In 2004, then-Harvard President Lawrence Summers pledged $1.2 million to encourage business development in the Allston area, according to a 2004 press release.

And in October, Yale will voluntarily contribute $600,000 to the cities of Orange and West Haven, the first of several gifts offered in lieu of property taxes as compensation for building the University’s new West Campus, which will provide new science facilities.

But both numbers are pocket change compared to the $150 million Columbia had to promise to cough up for Manhattanville residents and the community last month. Even so, community members are unsure the benefits of expansion will trickle down to them.

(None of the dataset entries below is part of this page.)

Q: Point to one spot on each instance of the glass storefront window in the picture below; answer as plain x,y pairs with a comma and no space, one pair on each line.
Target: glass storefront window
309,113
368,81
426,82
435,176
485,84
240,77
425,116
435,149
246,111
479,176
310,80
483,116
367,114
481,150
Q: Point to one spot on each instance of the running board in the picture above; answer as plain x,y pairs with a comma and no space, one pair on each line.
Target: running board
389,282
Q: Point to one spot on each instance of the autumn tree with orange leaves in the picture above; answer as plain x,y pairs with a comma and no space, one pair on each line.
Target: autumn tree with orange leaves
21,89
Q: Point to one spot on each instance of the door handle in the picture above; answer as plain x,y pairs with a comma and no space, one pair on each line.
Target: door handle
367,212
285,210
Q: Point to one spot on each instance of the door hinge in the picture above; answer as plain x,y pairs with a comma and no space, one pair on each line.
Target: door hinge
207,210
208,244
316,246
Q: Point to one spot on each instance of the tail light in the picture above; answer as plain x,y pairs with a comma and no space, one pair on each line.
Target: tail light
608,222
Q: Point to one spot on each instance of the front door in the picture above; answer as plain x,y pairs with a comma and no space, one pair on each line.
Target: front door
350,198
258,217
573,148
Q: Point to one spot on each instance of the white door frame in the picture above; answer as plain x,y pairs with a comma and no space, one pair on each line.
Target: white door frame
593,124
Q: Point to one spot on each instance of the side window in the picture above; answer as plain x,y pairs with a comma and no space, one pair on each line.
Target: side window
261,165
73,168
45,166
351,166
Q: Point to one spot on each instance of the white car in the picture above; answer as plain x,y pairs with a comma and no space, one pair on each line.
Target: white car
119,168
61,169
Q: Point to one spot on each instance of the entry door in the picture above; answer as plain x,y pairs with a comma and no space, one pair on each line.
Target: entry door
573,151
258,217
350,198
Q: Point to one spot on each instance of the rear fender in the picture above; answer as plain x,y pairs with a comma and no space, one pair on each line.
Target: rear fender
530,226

The Shell worker, a resident of 155th Street, said Columbia representatives visited the station “three or so” times last year. She did not know what the officials did because the workers there were “not told anything” about Columbia’s procedures, she said.

The land the Shell station stands on has already been purchased by the school.

Sitting behind the counter of the gas station on the corner of 129th Street and Broadway, the female worker sells a soda to a man waiting for his taxi to be filled with gas. When a reporter approached her one week ago, she was hesitant to speak.

“We’re all scared,” she said in Spanish, “because we don’t know when they’re going to take this place.”